5.2 Interaction between core coder and spatial audio coding

So far, the core coder and the parametric stereo coder have mostly been described as separate processes. It is well known that core coders result in audible artifacts if the bitrate is relatively low. Such artifacts include audible pre-echos resulting from quantization noise just before transients, ‘warbling’ or ‘underwater’ effects resulting from spectral holes, and alike. On the other hand, a parametric stereo coder may also result in audible artifacts if employed at low bitrates. Examples of such artifacts are a loss of ‘width’, audible crosstalk or instable sound source positioning. When these coding methods are combined in a single audio codec, it is likely that audible artifacts resulting from the core coder as well as parametric stereo will determine the overall perceived quality, and that the artifacts may ‘add up’ in some way when the perceived quality of the complete system is determined.

As discussed in Chapter 1, bitrate reduction in conventional lossy audio coders is obtained predominantly by exploiting the phenomenon of masking. Therefore, lossy audio coders rely on accurate and reliable masking models, which are often applied on individual channel signals in the case of a stereo or multi-channel signal. For a parametric stereo extended (mono) audio coder, however, the masking model is applied only once on a certain combination of the two input signals. This scheme has two implications with respect to masking phenomena.

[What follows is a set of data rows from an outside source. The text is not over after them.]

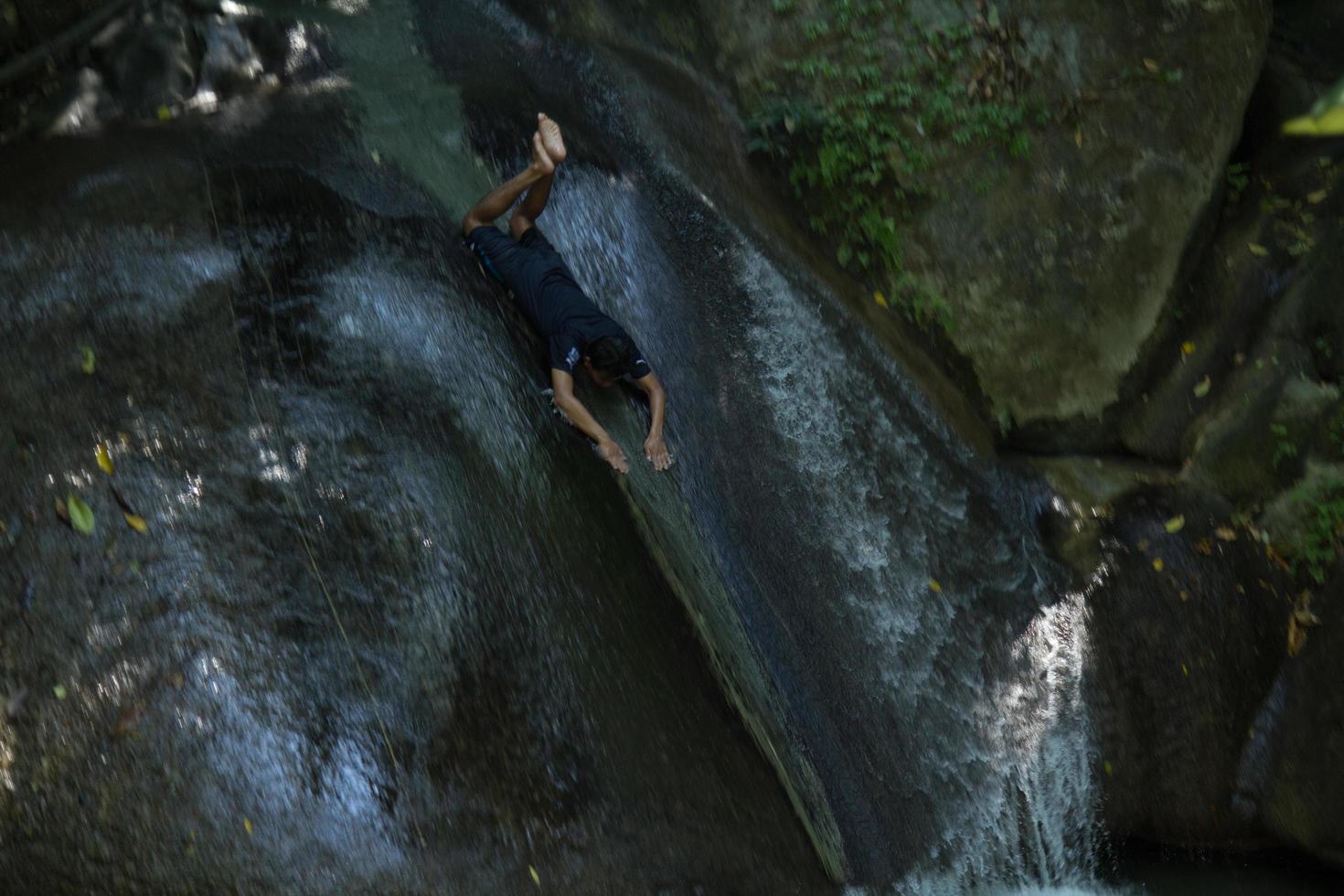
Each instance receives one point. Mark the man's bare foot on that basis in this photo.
(540, 160)
(551, 139)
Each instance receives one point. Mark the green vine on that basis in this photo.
(877, 101)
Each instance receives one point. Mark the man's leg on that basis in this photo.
(499, 199)
(534, 205)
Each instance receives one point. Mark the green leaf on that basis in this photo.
(80, 517)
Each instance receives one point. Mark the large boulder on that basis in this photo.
(1189, 630)
(1054, 268)
(1301, 799)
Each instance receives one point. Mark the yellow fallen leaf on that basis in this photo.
(1328, 125)
(80, 517)
(1296, 635)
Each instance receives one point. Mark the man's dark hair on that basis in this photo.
(611, 355)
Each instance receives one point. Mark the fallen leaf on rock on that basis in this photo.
(80, 517)
(1296, 635)
(128, 719)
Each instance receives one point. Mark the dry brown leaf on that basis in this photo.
(128, 720)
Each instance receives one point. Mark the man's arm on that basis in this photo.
(572, 407)
(655, 448)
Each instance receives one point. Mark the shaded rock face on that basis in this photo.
(1181, 660)
(1057, 268)
(315, 673)
(1295, 784)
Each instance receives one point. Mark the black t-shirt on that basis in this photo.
(560, 311)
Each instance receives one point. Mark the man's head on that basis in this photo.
(606, 359)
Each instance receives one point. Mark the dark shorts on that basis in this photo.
(520, 265)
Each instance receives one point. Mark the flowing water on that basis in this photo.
(420, 632)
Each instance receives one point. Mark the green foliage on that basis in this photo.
(858, 133)
(1318, 547)
(1284, 446)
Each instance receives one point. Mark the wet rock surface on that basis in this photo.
(1189, 632)
(311, 673)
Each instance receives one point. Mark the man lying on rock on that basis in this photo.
(575, 331)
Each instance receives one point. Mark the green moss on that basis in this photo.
(875, 102)
(1321, 543)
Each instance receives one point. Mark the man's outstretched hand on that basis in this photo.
(656, 450)
(613, 454)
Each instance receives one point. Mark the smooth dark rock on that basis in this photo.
(1181, 660)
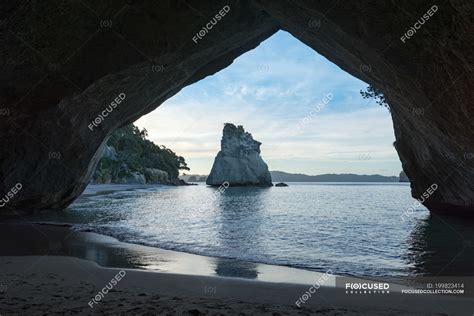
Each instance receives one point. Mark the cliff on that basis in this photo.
(129, 157)
(239, 161)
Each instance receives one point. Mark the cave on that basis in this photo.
(66, 67)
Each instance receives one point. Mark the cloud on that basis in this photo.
(269, 91)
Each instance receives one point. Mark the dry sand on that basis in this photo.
(65, 285)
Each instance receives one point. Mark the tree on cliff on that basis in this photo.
(138, 153)
(376, 94)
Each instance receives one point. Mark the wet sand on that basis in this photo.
(42, 273)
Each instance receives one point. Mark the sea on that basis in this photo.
(356, 229)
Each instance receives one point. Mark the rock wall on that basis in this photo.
(63, 63)
(239, 162)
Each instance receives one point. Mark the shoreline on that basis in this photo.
(44, 265)
(53, 268)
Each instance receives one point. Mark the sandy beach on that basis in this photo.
(35, 280)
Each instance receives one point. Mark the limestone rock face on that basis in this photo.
(239, 162)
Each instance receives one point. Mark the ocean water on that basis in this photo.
(359, 229)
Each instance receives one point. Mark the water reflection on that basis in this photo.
(442, 246)
(240, 220)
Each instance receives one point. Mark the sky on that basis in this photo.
(307, 112)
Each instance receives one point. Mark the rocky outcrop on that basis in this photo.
(57, 78)
(239, 162)
(403, 177)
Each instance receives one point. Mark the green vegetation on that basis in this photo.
(376, 94)
(136, 154)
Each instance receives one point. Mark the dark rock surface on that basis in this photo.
(63, 63)
(403, 177)
(239, 163)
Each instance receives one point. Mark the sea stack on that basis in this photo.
(239, 162)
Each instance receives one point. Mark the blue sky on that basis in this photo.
(307, 112)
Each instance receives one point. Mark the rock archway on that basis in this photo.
(63, 65)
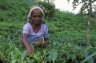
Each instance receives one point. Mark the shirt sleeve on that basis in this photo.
(46, 33)
(26, 28)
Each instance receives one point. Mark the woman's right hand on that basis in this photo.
(30, 51)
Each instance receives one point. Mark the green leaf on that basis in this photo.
(52, 55)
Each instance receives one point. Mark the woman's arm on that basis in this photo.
(26, 44)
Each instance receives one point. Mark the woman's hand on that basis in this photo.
(41, 44)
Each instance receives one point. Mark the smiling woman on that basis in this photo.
(64, 5)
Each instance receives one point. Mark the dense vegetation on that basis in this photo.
(67, 36)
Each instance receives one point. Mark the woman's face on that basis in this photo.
(36, 16)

The first implication relates to spatial unmasking of quantization noise. In stereo waveform or transform coders, individual quantizers are applied on the two input signals or on linear combinations of the input signals. As a consequence, the injected quantization noise may exhibit different spatial properties than the audio signal itself. Due to binaural unmasking, the quantization noise may thus become audible, even if it is inaudible if presented monaurally. For tonal material, this unmasking effect (or BMLD, quantified as threshold difference between a binaural condition and a monaural reference condition) has shown to be relatively small (about 3 dB, see [127, 128]). However, it is expected that for broadband maskers, the unmasking effect is much more prominent. If one assumes an inter-aurally in-phase noise as masker, and a quantization noise which is either interaurally in-phase or inter-aurally uncorrelated, BMLDs are reported to be about 6 dB [72]. More recent data revealed BMLDs of 13 dB for this condition, based on a sensitivity of changes in the correlation of 0.045 [29]. To prevent these spatial unmasking effects of quantization noise, conventional stereo coders often apply some sort of spatial unmasking protection algorithm.

For a parametric stereo enhanced coder, on the other hand, there is only one waveform or transform quantizer, working on the mono (down-mix) signal. In the stereo reconstruction phase, both the quantization noise and the audio signal present in each frequency band will obey the same spatial properties. Since a difference in spatial characteristics of quantization noise and audio signal is a prerequisite for spatial unmasking, this effect is less likely to occur for parametric stereo enhanced coders than for conventional stereo coders.